Some of the album’s captions, primarily in beginning and the lighthouse section, appear to have been first added when it was originally assembled and many are partially erased. The majority of captions, however, were contributed at a later date by Admiral Mead’s niece, Annie Adelia Mead Ferguson. Annie appears to have come into possession of the album at some point and added her own annotations identifying people and places she recognized in the photographs. She also added a handwritten note to the inside of the album’s front cover in 1970 indicating that the album had once “belonged to William Whitman Mead” before explaining that she captioned certain images herself and speculating on which of her children might want to inherit the album. It is unclear who originally took many of the photographs, though there are indications that Annie's mother Unadilla Gazlay Mead may have contributed some material. One photograph on pg. 32 shows Unadilla and her husband Omar C. Mead, Admiral Mead’s brother, posing together on a dock in either Portsmouth or Newport while the former can be seen holding a camera in her hands, while on pg. 44 there is a self-portrait taken in a mirror of a woman with a camera that appears to be Unadilla.

The album provides extensive documentation of lighthouses along the shores of Lakes Superior and Huron in the mid-1890s, as well as views from Great Lakes locations such as Duluth, Copper Harbor, and the locks at Sault Ste. Marie. Specific lighthouses represented include Seul Choix Light, Old Mackinac Point Lighthouse, Sand Island Lighthouse, Huron Island Lighthouse, Isle Royale Light, an abandoned lighthouse on Isle Royale, a pair of unidentified lighthouses possibly located in the Keweenaw Peninsula, Windmill Point, a lighthouse in St.
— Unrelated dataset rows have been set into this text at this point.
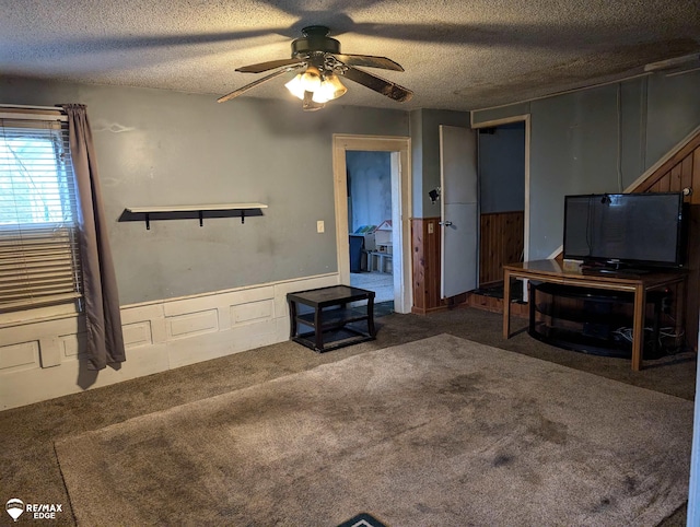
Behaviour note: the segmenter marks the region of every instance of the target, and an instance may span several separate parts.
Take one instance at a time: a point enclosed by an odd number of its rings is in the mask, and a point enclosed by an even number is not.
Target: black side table
[[[364,305],[350,303],[366,301]],[[374,327],[374,291],[350,285],[331,285],[298,293],[288,293],[290,314],[290,338],[294,342],[323,353],[345,346],[357,344],[376,338]],[[299,304],[313,308],[300,313]],[[361,323],[354,324],[352,323]],[[366,324],[366,331],[361,327]],[[300,332],[300,325],[312,331]],[[360,327],[358,327],[360,326]],[[324,341],[324,337],[334,340]]]

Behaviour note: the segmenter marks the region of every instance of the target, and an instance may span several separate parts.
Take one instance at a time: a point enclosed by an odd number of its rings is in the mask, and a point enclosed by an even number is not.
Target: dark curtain
[[[95,148],[82,104],[62,105],[80,198],[80,251],[88,326],[88,368],[102,370],[126,360],[117,280],[102,207]]]

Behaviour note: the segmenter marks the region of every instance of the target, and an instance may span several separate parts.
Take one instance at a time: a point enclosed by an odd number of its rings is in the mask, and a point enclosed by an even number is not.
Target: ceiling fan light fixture
[[[327,103],[345,95],[348,89],[342,85],[337,75],[326,73],[320,87],[314,92],[314,103]]]
[[[315,66],[310,66],[302,73],[301,81],[305,92],[315,92],[320,87],[320,71]]]
[[[338,75],[336,75],[335,73],[327,73],[326,79],[322,83],[320,87],[327,93],[330,93],[330,99],[341,97],[348,91],[348,89],[342,84],[342,82],[340,82],[340,79],[338,79]]]
[[[299,99],[304,99],[304,86],[302,84],[303,73],[294,75],[294,79],[289,81],[284,86]]]

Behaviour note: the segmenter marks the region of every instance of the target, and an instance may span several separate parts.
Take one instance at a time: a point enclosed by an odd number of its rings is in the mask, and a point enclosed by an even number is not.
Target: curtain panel
[[[107,239],[97,162],[88,112],[82,104],[61,105],[68,114],[73,171],[80,199],[80,250],[88,326],[88,368],[126,361],[117,280]]]

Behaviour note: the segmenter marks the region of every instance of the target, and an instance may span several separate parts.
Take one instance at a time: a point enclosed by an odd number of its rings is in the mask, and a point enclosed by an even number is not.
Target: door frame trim
[[[413,288],[411,272],[411,140],[408,137],[390,136],[354,136],[345,133],[332,134],[332,172],[334,198],[336,209],[336,254],[340,283],[350,283],[350,254],[348,225],[348,172],[346,164],[347,151],[392,152],[392,190],[397,191],[396,199],[392,197],[392,220],[394,225],[394,311],[410,313],[413,305]],[[397,176],[395,176],[395,174]],[[397,265],[396,258],[400,255]],[[397,286],[400,284],[400,286]],[[398,291],[397,291],[398,290]],[[398,302],[396,301],[398,300]]]
[[[523,260],[529,259],[529,148],[530,148],[530,117],[529,114],[514,115],[503,119],[493,119],[472,124],[471,128],[491,128],[511,122],[525,122],[525,211],[523,212]]]

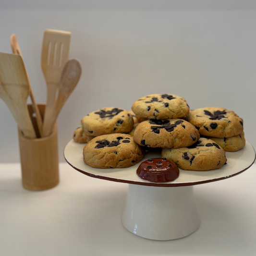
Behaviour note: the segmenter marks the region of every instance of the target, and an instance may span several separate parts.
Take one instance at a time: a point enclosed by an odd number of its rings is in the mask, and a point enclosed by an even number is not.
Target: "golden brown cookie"
[[[184,120],[150,119],[138,125],[134,137],[142,146],[178,148],[192,145],[200,134],[194,125]]]
[[[242,132],[239,135],[229,138],[216,138],[215,137],[207,137],[207,138],[214,140],[225,151],[237,151],[245,146],[245,139],[244,132]]]
[[[138,116],[160,120],[183,118],[189,112],[186,100],[173,94],[153,94],[142,97],[134,103],[132,109]]]
[[[123,134],[102,135],[92,139],[84,148],[84,161],[96,168],[125,168],[140,161],[144,149],[133,137]]]
[[[133,129],[134,120],[127,111],[116,108],[105,108],[90,113],[81,121],[85,134],[128,133]]]
[[[187,119],[205,136],[228,138],[240,134],[244,130],[243,119],[225,109],[198,109],[191,111]]]
[[[128,134],[129,134],[131,136],[134,136],[134,132],[135,132],[135,129],[136,129],[136,127],[138,126],[138,122],[134,124],[134,128],[133,128],[133,130],[132,130],[132,131],[131,131],[131,132],[130,132]]]
[[[222,147],[205,138],[189,147],[163,148],[162,157],[173,161],[180,168],[194,171],[218,169],[227,161]]]

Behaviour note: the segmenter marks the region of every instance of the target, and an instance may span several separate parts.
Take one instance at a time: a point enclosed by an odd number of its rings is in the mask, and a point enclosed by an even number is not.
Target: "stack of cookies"
[[[196,128],[185,121],[190,113],[186,100],[175,95],[154,95],[140,98],[132,109],[147,118],[134,134],[138,144],[162,148],[162,157],[184,170],[220,168],[226,161],[225,151],[214,141],[200,139]]]
[[[201,136],[211,139],[225,151],[237,151],[245,146],[243,121],[232,111],[205,108],[191,111],[187,120]]]
[[[140,161],[146,150],[161,148],[162,158],[181,168],[207,171],[226,163],[225,151],[245,145],[243,120],[225,109],[190,111],[184,98],[156,94],[137,99],[132,109],[105,108],[82,120],[73,138],[87,143],[86,164],[127,168]]]

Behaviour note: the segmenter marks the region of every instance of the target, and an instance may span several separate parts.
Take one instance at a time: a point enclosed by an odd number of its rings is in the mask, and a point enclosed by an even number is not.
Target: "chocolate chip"
[[[145,142],[146,142],[146,141],[145,140],[142,140],[141,142],[140,142],[140,143],[141,144],[141,146],[146,146],[146,145],[145,144]]]
[[[193,161],[193,160],[194,159],[195,157],[192,157],[192,158],[190,159],[190,161],[189,161],[190,162],[190,165],[191,165],[192,164],[192,162]]]
[[[204,126],[204,128],[207,131],[209,132],[208,128],[206,126]]]
[[[217,128],[218,124],[216,122],[212,122],[210,124],[210,127],[213,130]]]
[[[123,140],[122,142],[123,142],[123,143],[130,143],[130,141],[128,140]]]
[[[193,134],[190,134],[190,137],[193,140],[193,141],[195,141],[196,138]]]
[[[185,152],[183,155],[182,155],[182,158],[183,159],[185,159],[186,160],[188,160],[189,159],[189,157],[188,156],[187,153]]]
[[[118,120],[117,122],[116,122],[117,125],[119,125],[119,124],[122,124],[123,122],[123,120],[122,119],[120,119],[120,120]]]
[[[111,110],[105,111],[102,110],[100,110],[99,112],[95,112],[94,113],[99,115],[101,118],[104,118],[105,117],[112,118],[122,111],[123,110],[119,110],[115,108]]]
[[[216,144],[216,143],[213,143],[213,144],[216,147],[218,147],[219,149],[220,149],[220,148],[219,147],[219,146],[218,145],[218,144]]]
[[[175,123],[181,123],[182,122],[183,122],[184,121],[183,120],[178,120],[176,121]]]
[[[172,96],[172,95],[169,95],[168,94],[163,94],[161,97],[163,98],[168,98],[168,99],[170,99],[170,100],[171,99],[173,99],[173,98],[174,98]]]

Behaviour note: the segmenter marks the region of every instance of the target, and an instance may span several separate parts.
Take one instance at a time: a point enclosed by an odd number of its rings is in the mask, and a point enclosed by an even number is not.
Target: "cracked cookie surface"
[[[244,133],[229,138],[216,138],[208,137],[207,138],[214,140],[225,151],[235,152],[240,150],[245,146]]]
[[[128,133],[133,129],[134,120],[127,111],[116,108],[105,108],[90,113],[81,121],[85,134],[91,136]]]
[[[73,139],[79,143],[86,143],[95,138],[95,136],[86,135],[82,127],[78,128],[73,134]]]
[[[102,135],[94,138],[83,151],[84,161],[96,168],[125,168],[144,157],[145,150],[132,136],[123,134]]]
[[[220,108],[205,108],[190,111],[187,117],[200,134],[217,138],[228,138],[244,130],[243,121],[232,111]]]
[[[194,125],[179,119],[144,121],[138,125],[134,135],[135,142],[149,147],[183,147],[192,145],[199,137]]]
[[[183,118],[189,107],[186,100],[173,94],[153,94],[137,99],[132,107],[138,116],[151,119]]]
[[[163,148],[162,158],[186,170],[208,171],[220,168],[226,161],[224,150],[213,140],[200,138],[190,146]]]

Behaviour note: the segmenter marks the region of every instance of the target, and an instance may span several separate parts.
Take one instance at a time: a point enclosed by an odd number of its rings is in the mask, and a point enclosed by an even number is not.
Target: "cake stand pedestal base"
[[[154,240],[177,239],[191,234],[200,223],[193,186],[129,184],[122,222],[132,233]]]

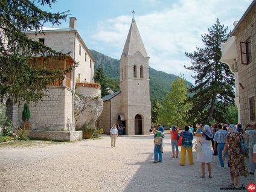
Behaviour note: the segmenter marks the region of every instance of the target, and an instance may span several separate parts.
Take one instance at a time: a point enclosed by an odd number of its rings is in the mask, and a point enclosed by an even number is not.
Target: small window
[[[139,68],[139,77],[141,78],[143,78],[143,66],[141,65],[141,68]]]
[[[122,68],[122,80],[124,80],[124,68]]]
[[[255,98],[252,97],[249,98],[249,110],[250,115],[250,121],[255,121]]]
[[[240,42],[241,62],[243,65],[248,65],[252,62],[252,46],[251,38],[246,42]]]
[[[137,77],[137,66],[133,65],[133,78]]]
[[[124,79],[126,78],[126,66],[124,66]]]
[[[39,42],[45,45],[45,38],[39,38]]]

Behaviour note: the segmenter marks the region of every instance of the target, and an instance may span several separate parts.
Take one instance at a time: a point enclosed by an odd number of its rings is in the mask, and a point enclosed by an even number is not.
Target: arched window
[[[139,68],[139,77],[141,78],[143,78],[143,66],[141,65],[141,67]]]
[[[126,78],[126,66],[124,66],[124,79]]]
[[[124,68],[122,68],[122,80],[124,80]]]
[[[137,78],[137,66],[133,65],[133,78]]]

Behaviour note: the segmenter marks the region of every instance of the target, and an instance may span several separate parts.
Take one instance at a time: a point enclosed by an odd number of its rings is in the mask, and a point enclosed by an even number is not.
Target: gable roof
[[[256,0],[254,0],[252,2],[251,4],[251,5],[249,6],[249,7],[247,8],[245,13],[242,16],[242,18],[239,20],[238,22],[235,25],[235,28],[234,30],[231,31],[231,33],[230,34],[230,36],[234,36],[235,35],[235,31],[237,30],[237,29],[239,28],[241,24],[243,22],[245,18],[246,17],[246,16],[248,14],[249,12],[251,11],[252,7],[254,6],[254,5],[256,4]]]
[[[112,99],[113,97],[117,96],[120,93],[121,93],[121,91],[117,91],[113,94],[103,97],[103,98],[101,98],[101,99],[103,100],[103,101],[107,101]]]
[[[34,33],[36,31],[35,30],[30,30],[26,31],[25,33]],[[83,39],[82,39],[81,36],[80,36],[78,32],[77,31],[77,30],[68,27],[68,28],[58,28],[58,27],[43,27],[42,30],[40,31],[41,33],[48,33],[48,32],[64,32],[64,31],[73,31],[77,34],[77,38],[78,38],[82,44],[83,45],[83,47],[85,47],[85,50],[86,50],[88,54],[90,56],[91,58],[92,59],[92,61],[95,63],[96,62],[96,60],[95,59],[94,57],[92,56],[92,54],[91,53],[90,50],[88,49],[86,45],[85,44],[85,42],[83,41]],[[39,31],[36,31],[38,32]]]
[[[136,25],[135,20],[132,19],[122,55],[124,55],[124,56],[134,56],[138,51],[139,51],[143,57],[149,57]]]

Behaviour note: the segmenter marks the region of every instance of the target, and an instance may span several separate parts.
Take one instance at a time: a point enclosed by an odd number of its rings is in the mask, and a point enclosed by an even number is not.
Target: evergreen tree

Clair Flats, Gull Rock, Stannard’s Rock, Rock Harbor Light, and other unidentified structures. Images related to Admiral Mead’s time at the Newport naval base include portraits of Mead both in and out of uniform, portraits of family members such as Julia Mead, a collotype postcard of Trinity Church, and various buildings and street scenes. Images related to Admiral Mead’s time at Portsmouth Naval Shipyard include views of the Commandant’s house, “The Admiral’s Yacht,” and portraits of various individuals including John W. Yerkes, Elizabeth O. Yerkes, Amelia R. Yerkes, Annie Meade Matthews, Omar C. Mead, and Annie Adelia Meade as a young child. Of particular interest are a number of candid shots of locations and participants in the Portsmouth peace talks that ended the Russo-Japanese War in 1905 (including several photographs of three unidentified Japanese men described as “servants” in one caption) that are present on pgs. 30, 36, 37, and 39. While most of the ships that appear in the album are unidentified, identified vessels include the passenger steamer North Land on pg. 16 and the lighthouse tender Marigold on pg. 23. Other individuals identified by caption include Robert A. Watts (Admiral Mead’s brother-in-law) and Margaret A. Watts (Admiral Mead’s mother-in-law). Also present are three outdoor portraits of unidentified African American men and women on pg. 21 captioned “Those good ole’ days!!” and “Same good ole days!” as well as a cyanotype of an unidentified African American girl on pg. 48.